Cerca de sessenta republicanos inundaram o tribunal, trocando tiros com a milícia branca, que finalmente obrigou um cativo negro a incendiar o telhado do tribunal. Alguns dos radicais negros pereceram no incêndio. Os homens que tentaram se render, entre cinquenta e setenta, foram mortos a tiros. Quando um navio atracou em Colfax na noite do massacre, um dos terroristas subiu a bordo, “armado até os dentes”, oferecendo-se para dar aos passageiros um passeio pelos “n—–s mortos. . . pois havia cerca de cem espalhados pela aldeia e pelos campos adjacentes.

Apenas três democratas brancos morreram durante o ataque, mas o número de afro-americanos assassinados é muito mais difícil de determinar. A maioria das testemunhas foi massacrada. As evidências foram perdidas porque os corpos foram enterrados nas trincheiras em frente ao tribunal em valas comuns ou despejados no rio Vermelho.

O que sabemos é que quase todos os mortos foram brutalmente mortos depois de se renderem e que quase cinquenta seres humanos foram cruelmente assassinados depois de serem mantidos como prisioneiros políticos por horas. Sabemos que nenhuma centelha de evidência foi apresentada de que qualquer um dos homens negros que defendeu o tribunal de Colfax tenha cometido um único crime. Eles eram simplesmente combatentes da liberdade, assassinados durante sua busca por independência e poder político.

Colfax continua sendo o maior massacre da história da Louisiana. Também estimulou uma das piores decisões legais da história da Suprema Corte, Estados Unidos v. Cruikshank (1875), que devolveu o controle das emendas constitucionais e das leis de direitos civis aos confederados brancos que haviam se separado da União. A decisão efetivamente acabou com a Reconstrução Radical ao proibir o uso da Lei de Execução de 1870 para processar terroristas supremacistas brancos como a Ku Klux Klan. Cruikshank quase apagou a miríade de ganhos políticos negros conquistados após a emancipação, reempoderando os oligarcas brancos locais – ex-escravizadores.

A supremacia branca tem sido uma ferramenta eficaz para as elites dos EUA manterem seu lugar no topo da sociedade. Alimentando o racismo e o ódio, eles impediram coalizões inter-raciais duradouras da classe trabalhadora e conseguiram manter a maioria dos negros americanos na base da sociedade.

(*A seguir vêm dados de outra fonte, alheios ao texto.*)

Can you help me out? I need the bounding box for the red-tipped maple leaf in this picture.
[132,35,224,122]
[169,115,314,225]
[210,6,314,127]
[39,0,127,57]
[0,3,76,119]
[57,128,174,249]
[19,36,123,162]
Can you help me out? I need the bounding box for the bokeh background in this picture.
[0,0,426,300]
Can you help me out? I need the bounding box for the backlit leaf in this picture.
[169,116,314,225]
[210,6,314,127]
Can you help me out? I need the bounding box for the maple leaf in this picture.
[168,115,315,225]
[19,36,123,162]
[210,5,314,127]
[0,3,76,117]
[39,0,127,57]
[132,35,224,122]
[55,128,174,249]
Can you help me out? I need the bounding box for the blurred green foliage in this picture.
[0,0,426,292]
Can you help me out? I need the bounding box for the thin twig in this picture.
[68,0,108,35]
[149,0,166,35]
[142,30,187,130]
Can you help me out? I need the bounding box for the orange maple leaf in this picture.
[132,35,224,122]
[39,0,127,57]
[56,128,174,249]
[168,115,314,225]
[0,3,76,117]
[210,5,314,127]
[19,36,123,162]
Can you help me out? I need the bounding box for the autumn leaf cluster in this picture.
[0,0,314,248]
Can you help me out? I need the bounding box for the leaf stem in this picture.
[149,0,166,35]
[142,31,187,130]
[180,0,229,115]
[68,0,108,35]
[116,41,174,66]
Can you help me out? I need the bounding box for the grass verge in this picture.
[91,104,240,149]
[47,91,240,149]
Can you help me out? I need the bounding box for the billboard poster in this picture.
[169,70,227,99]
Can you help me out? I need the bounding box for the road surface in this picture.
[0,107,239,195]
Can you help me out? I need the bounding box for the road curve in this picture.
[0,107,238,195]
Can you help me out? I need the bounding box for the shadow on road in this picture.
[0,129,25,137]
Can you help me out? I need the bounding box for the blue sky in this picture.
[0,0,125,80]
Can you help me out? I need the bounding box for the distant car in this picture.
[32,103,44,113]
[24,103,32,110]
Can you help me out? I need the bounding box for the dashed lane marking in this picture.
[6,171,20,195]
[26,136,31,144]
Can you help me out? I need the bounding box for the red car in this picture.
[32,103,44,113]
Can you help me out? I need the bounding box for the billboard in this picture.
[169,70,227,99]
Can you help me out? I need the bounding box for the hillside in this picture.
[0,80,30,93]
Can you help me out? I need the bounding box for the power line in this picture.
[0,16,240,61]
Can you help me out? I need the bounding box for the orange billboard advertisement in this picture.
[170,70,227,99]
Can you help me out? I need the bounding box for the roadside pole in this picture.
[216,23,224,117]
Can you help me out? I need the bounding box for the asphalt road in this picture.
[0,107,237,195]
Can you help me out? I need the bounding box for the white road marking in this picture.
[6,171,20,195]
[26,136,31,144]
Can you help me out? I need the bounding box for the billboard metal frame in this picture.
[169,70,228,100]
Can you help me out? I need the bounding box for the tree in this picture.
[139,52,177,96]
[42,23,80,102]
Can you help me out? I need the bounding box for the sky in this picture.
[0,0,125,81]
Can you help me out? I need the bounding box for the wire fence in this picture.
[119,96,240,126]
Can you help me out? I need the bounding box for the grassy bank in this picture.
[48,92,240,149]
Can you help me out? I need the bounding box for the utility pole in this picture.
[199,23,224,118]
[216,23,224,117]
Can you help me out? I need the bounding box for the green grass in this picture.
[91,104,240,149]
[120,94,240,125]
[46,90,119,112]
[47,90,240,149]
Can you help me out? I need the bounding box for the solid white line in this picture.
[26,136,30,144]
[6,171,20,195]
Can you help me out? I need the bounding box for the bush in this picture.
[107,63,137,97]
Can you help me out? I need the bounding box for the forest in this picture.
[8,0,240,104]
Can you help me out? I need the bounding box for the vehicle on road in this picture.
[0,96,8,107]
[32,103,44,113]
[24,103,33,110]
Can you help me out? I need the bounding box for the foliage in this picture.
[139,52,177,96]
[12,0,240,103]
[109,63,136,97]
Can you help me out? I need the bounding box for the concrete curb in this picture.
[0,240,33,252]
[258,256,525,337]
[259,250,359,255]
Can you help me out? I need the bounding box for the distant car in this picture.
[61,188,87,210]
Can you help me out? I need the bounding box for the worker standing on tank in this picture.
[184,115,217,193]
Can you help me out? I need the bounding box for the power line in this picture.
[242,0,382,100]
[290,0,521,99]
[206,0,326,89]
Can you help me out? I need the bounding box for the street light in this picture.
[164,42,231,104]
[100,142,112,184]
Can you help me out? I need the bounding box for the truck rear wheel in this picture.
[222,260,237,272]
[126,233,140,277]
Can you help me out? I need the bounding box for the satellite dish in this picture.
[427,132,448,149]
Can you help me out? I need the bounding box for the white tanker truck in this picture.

As forças reacionárias também tiveram sucesso em encobrir a história, incluindo a do Massacre de Colfax. Ao contrário do marco histórico que serviu como a única lápide dos assassinados – erguido mais de meio século depois – Colfax nunca foi um motim. Como o pior exemplo de violência supremacista branca durante a Reconstrução, Colfax frustrou brutalmente as esperanças de autonomia e autogoverno dos cidadãos negros.

Cento e cinquenta anos depois, reconhecemos Colfax pelo que realmente foi: um massacre racista e uma mensagem política violenta para potenciais eleitores negros em todo o sul. E honramos os heroicos mortos, jurando continuar sua luta pela democracia.